Luděk Vele
Soloist of the OperaBiography
Luděk Vele graduated from the Prague conservatoire, where he was led by professor Jaroslav Horáček and in the final year of his studies he accepted an engagement at the Liberec opera. The regional scene allowed him to quickly grow artistically and in a short period of time he created several roles from Czech and international repertoire there – among other roles Smetana’s Kecal (The Bartered Bride) and Mumlal (The Two Widows), Dvořák’s Water Sprite (Rusalka), Angelotti (Puccini: Tosca), Mefisto (Gounod: Faust), Philip II. (Verdi: Don Carlos), Leporello (Mozart: Don Giovanni), and Bartolo (Rossini: Il barbiere di Siviglia). He has been a National Theatre soloist since 1983. He enriched his repertoire here by almost all significant bass roles that the local dramaturgy could offer him. Next to his masterly refined Water Sprite, Kecal and Leporello he also studied Donizetti’s Don Pasquale, Verdi’s Sparafucile (Rigoletto) and Banco (Macbeth), Colline (Puccini: La bohème), Lorenzo (Gounod: Roméo et Juliette), Zuniga (Bizet: Carmen), Priest Grigoris (Martinů: The Greek Passion), Filip (Dvořák: The Jacobin), Gamekeeper and Badger/Priest (Janáček: The Cunning little Vixen), Bartolo (Mozart: Le nozze di Figaro), Il Commendatore (Mozart: Don Giovanni) and many other roles of the Czech operatic repertoire.
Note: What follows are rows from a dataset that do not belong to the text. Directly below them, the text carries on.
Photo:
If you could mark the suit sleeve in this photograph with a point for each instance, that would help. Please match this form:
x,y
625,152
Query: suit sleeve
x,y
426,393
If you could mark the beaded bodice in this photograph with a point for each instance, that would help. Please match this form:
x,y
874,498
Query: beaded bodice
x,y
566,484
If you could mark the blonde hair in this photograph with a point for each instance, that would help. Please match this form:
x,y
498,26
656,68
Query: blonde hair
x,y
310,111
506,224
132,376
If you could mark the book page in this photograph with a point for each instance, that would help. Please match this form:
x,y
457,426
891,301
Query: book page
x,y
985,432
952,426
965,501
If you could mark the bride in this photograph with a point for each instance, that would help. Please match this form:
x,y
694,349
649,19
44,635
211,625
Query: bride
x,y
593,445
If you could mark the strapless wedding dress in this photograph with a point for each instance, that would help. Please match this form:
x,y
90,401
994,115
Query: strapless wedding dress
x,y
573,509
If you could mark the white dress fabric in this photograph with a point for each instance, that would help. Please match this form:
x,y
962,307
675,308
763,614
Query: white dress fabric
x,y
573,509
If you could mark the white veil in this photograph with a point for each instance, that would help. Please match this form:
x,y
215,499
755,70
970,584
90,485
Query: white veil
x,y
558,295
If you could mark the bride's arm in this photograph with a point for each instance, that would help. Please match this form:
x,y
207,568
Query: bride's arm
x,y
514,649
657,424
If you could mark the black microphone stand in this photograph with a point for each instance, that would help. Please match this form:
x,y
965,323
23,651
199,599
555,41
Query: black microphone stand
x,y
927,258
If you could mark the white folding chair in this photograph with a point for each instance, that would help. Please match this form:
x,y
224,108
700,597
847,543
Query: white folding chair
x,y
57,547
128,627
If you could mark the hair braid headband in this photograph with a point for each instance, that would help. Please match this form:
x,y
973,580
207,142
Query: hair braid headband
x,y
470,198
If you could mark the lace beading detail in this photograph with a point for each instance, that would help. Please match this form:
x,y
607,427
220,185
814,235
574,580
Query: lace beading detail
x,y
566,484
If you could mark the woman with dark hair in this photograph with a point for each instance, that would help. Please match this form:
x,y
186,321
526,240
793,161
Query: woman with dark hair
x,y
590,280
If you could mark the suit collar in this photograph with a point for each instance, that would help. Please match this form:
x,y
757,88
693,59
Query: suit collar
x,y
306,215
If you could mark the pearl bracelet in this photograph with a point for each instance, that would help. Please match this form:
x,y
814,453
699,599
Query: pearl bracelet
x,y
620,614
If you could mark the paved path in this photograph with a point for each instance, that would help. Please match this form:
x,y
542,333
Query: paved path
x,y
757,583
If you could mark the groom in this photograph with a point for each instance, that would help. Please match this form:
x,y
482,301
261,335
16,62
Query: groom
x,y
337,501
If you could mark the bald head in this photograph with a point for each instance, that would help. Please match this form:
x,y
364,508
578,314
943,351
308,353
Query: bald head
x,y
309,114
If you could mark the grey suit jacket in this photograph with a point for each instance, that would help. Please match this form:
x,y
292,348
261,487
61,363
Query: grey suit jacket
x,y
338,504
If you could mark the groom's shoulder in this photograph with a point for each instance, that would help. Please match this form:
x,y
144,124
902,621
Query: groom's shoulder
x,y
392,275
For his outstanding execution of Smetana’s Chrudoš (Libuše) and Richard Strauss’s Baron Ochs (Der Rosenkavalier) he was awarded the Thálie Award in 1995 and 1996. He co-operates with radio and television and is a frequent guest of opera and concert stages in the Czech Republic and abroad. He has also made number of recordings with domestic and international recording labels.